L'interpolation de trames vidéo vise à synthétiser des trames inexistantes entre les trames originales. Bien que des progrès significatifs aient été réalisés grâce aux réseaux neuronaux convolutifs profonds récents, la qualité de l'interpolation est souvent réduite en raison du mouvement important d'objets ou de l'occlusion. Dans ce travail, nous proposons une méthode d'interpolation de trames vidéo qui détecte explicitement l'occlusion en explorant les informations de profondeur. Plus précisément, nous développons une couche de projection de flot sensible à la profondeur pour synthétiser des flots intermédiaires qui préfèrent échantillonner des objets plus proches plutôt que plus éloignés. De plus, nous apprenons des caractéristiques hiérarchiques pour recueillir des informations contextuelles auprès des pixels voisins.

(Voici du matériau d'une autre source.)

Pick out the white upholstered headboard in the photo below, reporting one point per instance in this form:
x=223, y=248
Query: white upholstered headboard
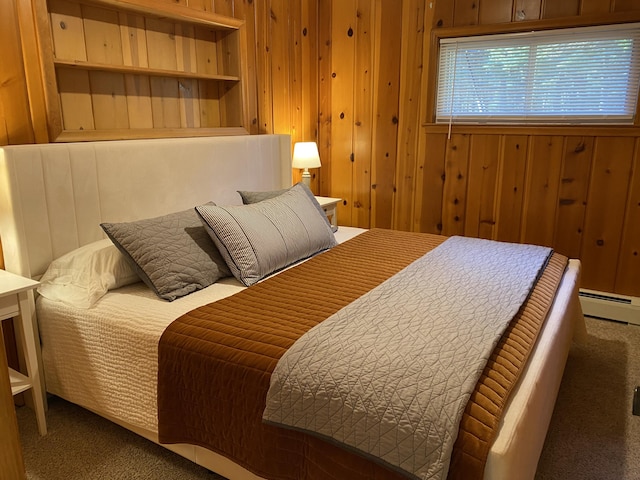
x=53, y=197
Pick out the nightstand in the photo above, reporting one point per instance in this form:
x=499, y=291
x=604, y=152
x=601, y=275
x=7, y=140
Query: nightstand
x=329, y=205
x=14, y=303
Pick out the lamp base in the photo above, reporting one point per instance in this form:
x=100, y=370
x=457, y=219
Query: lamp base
x=306, y=177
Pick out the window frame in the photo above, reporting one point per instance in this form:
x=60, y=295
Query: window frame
x=432, y=58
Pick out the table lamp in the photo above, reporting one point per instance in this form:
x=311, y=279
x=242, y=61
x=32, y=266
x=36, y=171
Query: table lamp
x=306, y=156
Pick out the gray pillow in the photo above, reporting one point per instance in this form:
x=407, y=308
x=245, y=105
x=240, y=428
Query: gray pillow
x=255, y=197
x=172, y=254
x=259, y=239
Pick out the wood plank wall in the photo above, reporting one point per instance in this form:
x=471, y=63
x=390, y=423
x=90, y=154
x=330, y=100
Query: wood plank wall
x=356, y=76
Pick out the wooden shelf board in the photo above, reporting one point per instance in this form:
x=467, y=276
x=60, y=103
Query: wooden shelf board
x=173, y=11
x=154, y=72
x=124, y=134
x=19, y=382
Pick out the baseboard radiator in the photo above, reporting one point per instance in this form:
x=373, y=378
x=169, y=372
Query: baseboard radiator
x=610, y=306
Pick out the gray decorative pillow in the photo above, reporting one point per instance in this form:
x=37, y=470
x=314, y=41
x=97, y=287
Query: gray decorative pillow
x=259, y=239
x=255, y=197
x=172, y=254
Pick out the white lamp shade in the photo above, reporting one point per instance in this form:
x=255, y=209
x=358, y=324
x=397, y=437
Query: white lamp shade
x=305, y=155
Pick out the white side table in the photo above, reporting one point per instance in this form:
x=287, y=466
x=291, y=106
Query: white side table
x=329, y=205
x=14, y=302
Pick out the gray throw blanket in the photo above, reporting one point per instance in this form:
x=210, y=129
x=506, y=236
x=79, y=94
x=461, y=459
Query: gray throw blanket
x=390, y=374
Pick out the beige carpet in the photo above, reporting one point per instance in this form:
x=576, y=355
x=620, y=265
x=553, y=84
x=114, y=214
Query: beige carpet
x=592, y=434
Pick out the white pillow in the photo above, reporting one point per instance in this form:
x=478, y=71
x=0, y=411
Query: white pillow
x=259, y=239
x=81, y=277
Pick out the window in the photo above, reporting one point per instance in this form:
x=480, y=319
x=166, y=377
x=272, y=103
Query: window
x=570, y=76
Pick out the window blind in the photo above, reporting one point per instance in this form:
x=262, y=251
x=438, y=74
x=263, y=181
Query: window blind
x=577, y=75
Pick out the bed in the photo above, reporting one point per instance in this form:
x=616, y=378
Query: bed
x=105, y=358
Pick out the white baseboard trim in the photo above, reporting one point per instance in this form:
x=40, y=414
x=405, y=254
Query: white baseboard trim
x=610, y=306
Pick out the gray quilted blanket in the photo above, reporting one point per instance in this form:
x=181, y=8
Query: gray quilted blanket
x=390, y=374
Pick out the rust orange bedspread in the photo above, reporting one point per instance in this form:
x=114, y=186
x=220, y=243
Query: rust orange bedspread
x=215, y=362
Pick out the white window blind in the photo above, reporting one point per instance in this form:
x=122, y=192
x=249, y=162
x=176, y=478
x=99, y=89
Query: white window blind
x=574, y=76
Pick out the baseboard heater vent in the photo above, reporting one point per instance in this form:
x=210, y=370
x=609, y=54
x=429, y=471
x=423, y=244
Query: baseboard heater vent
x=610, y=306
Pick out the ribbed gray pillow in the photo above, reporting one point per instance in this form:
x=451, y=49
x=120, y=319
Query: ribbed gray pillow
x=172, y=254
x=249, y=197
x=259, y=239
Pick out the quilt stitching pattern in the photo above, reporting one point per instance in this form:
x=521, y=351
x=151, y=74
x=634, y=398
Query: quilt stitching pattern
x=377, y=374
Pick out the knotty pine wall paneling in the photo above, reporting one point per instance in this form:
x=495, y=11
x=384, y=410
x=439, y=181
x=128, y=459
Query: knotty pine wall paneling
x=15, y=116
x=409, y=111
x=343, y=61
x=370, y=94
x=629, y=259
x=363, y=113
x=572, y=194
x=386, y=91
x=607, y=199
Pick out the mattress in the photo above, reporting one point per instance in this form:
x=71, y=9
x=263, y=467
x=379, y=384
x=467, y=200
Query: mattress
x=105, y=358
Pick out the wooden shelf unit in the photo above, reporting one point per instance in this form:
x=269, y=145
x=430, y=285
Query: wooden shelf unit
x=141, y=69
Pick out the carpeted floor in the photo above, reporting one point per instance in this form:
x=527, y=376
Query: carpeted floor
x=593, y=434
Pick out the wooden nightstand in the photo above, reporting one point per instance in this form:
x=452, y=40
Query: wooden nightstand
x=14, y=303
x=329, y=205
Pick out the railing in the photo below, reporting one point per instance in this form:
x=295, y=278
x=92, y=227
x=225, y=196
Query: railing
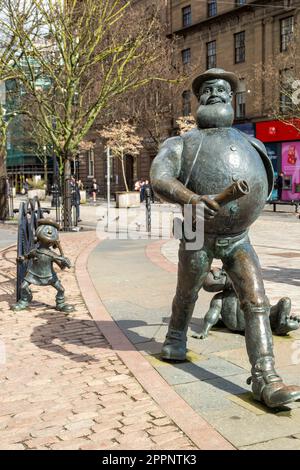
x=29, y=213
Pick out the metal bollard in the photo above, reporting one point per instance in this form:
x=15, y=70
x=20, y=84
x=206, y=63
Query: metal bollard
x=148, y=208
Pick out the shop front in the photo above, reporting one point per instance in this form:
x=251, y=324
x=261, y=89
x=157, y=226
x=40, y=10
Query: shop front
x=282, y=142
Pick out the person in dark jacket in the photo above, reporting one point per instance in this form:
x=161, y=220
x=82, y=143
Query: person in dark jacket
x=279, y=185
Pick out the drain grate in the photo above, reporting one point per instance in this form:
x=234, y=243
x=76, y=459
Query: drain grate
x=287, y=254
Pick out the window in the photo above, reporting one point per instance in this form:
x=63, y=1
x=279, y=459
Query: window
x=239, y=47
x=186, y=56
x=211, y=55
x=187, y=16
x=286, y=32
x=211, y=8
x=240, y=100
x=285, y=84
x=186, y=103
x=91, y=162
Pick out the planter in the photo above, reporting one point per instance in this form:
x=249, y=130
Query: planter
x=82, y=197
x=128, y=199
x=40, y=193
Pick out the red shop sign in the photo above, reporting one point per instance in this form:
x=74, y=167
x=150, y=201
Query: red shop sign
x=277, y=131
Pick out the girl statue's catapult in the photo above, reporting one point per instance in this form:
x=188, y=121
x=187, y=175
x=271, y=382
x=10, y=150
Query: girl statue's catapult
x=40, y=271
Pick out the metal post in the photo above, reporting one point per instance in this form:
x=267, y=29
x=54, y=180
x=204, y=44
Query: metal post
x=148, y=208
x=108, y=182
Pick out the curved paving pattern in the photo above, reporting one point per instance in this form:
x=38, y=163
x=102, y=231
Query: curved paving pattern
x=136, y=284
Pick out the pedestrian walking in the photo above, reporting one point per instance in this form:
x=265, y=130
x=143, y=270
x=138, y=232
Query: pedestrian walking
x=95, y=190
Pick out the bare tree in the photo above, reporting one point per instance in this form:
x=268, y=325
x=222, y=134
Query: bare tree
x=123, y=141
x=76, y=59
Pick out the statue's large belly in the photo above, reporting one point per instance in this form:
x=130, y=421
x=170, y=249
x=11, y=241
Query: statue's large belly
x=225, y=157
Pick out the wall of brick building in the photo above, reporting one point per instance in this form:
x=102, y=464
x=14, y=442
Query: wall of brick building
x=262, y=42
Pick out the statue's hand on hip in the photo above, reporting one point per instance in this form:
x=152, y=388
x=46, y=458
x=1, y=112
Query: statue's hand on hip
x=211, y=207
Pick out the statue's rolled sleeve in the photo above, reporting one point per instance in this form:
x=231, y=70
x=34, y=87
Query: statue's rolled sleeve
x=165, y=173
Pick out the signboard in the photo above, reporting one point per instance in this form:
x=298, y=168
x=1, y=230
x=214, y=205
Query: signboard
x=291, y=170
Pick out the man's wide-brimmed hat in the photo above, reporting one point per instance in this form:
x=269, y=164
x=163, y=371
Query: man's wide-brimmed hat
x=50, y=222
x=214, y=74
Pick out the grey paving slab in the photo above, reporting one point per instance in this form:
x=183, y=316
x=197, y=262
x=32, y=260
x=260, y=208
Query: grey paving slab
x=209, y=395
x=7, y=237
x=138, y=294
x=211, y=369
x=283, y=443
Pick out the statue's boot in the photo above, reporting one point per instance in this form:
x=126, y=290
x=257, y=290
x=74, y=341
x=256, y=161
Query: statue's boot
x=61, y=305
x=26, y=298
x=267, y=385
x=174, y=347
x=281, y=320
x=21, y=305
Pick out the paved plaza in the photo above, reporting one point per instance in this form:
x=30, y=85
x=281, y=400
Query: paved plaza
x=94, y=379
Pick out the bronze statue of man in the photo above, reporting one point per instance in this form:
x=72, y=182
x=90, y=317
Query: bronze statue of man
x=191, y=169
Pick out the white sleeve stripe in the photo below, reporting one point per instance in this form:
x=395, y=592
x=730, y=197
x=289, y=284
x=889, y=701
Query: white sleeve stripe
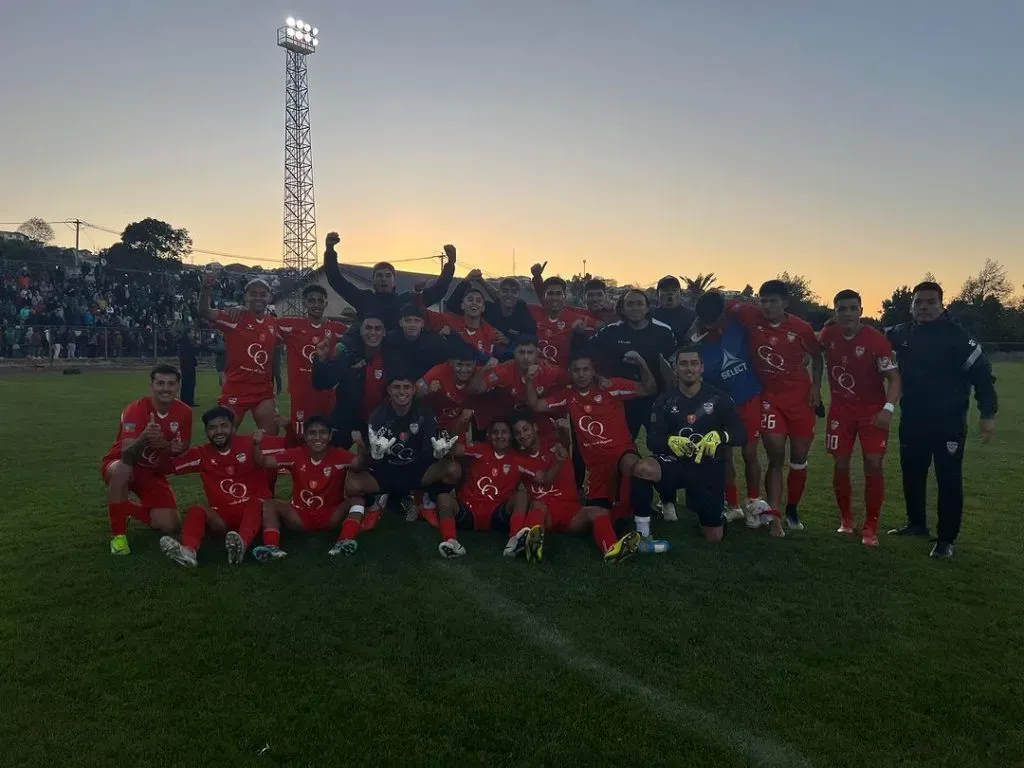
x=972, y=358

Le modèle proposé déforme ensuite les trames d'entrée, les cartes de profondeur et les caractéristiques contextuelles en fonction du flot optique et des noyaux d'interpolation locaux afin de synthétiser la trame de sortie. Notre modèle est compact, efficace et entièrement différentiable. Les résultats quantitatifs et qualitatifs montrent que le modèle proposé se compare favorablement aux méthodes d'interpolation de trames les plus avancées sur une large variété de jeux de données.